US should not be so quick to eschew Chinese investment
Kanika Saigal, Euromoney Skew
China’s formidable arsenal of outward foreign direct investment – to hit $2 trillion by 2020 – is expected to target assets in the US and other developed countries, potentially providing a substantial boost to lagging economies. For this reason alone, the US needs to tread carefully in its protectionist tone.
“The era of significant growth in outward foreign direct investment (OFDI) from China to advanced market economies has begun. Just as Chinese exports exploded in the last decade – from $250 billion in 2000 to nearly $2 trillion by 2011 – China’s OFDI is poised to skyrocket in the years ahead. We expect China’s cumulative OFDI to grow to between $1 trillion and $2 trillion by 2020. Given the evolving set of motives for Chinese investors, the United States and other developed economies can expect to receive a substantial share of these flows.”
In fact, they argue there will be unprecedented competition for Chinese investment in the coming decade as the US’s capacity for consumption declines. Regions including Canada, South America and Europe will be vying for Chinese capital as the shift of global wealth moves from the west to the east. For America to have a fighting chance to secure valuable Chinese investment, there needs to be “institutional change in its investment promotion efforts”, says Hanemann and Rosen:
“The traditional hands-off approach is outdated, as officials from the president to local mayors have acknowledged. The United States is no longer unrivalled as a destination for FDI, and a new generation of Chinese investors looking abroad needs local partners and facilitators.”
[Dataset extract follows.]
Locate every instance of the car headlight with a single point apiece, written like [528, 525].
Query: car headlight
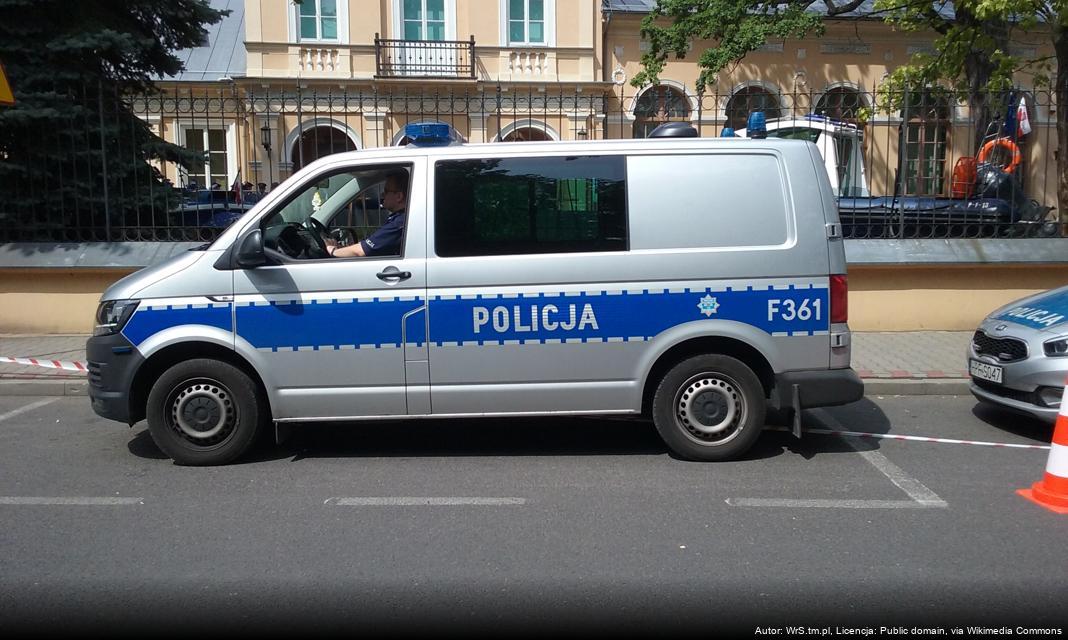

However, according to the US House Intelligence Committee, one of the main reasons to limit Chinese investment into the US is because the Chinese do not reciprocate investment opportunities within their borders. Thus, the committee advises that:
“Chinese companies should quickly become more open and transparent, including listing on a western stock exchange with advanced transparency requirements, offering more consistent review by independent third-party evaluators of their financial information and cyber-security processes, complying with US legal standards of information and evidentiary production, and obeying all intellectual-property laws and standards. Huawei, in particular, must become more transparent and responsive to US legal obligations.”
The Canadian government might have similar concerns on transparency surrounding CNOOC’s $15.1 billion bid for Canadian oil company Nexen. The government has extended its review period on the deal for another 30 days with a decision due in early November.
However, Lysle Brinker, director of energy equity research at IHS, argues that China will begin to standardize its investment policy to adhere to western benchmarks, if they are allowed to invest in the west. The process needs to work hand in hand with investment, not be a precondition for investment:
“One of the biggest hang-ups is that Canada will not be able to invest as easily into China as vice versa. Although things have been changing of late, to a great extent China remains a closed economy. But if the CNOOC-Nexen deal goes through, this could help China pave the way for more international cooperation and investment into the communist state, which it has been slow to do. Indeed, if China wants to pursue long term strategic goals, for instance in the energy sector, China will need to be more open to international investment as well.”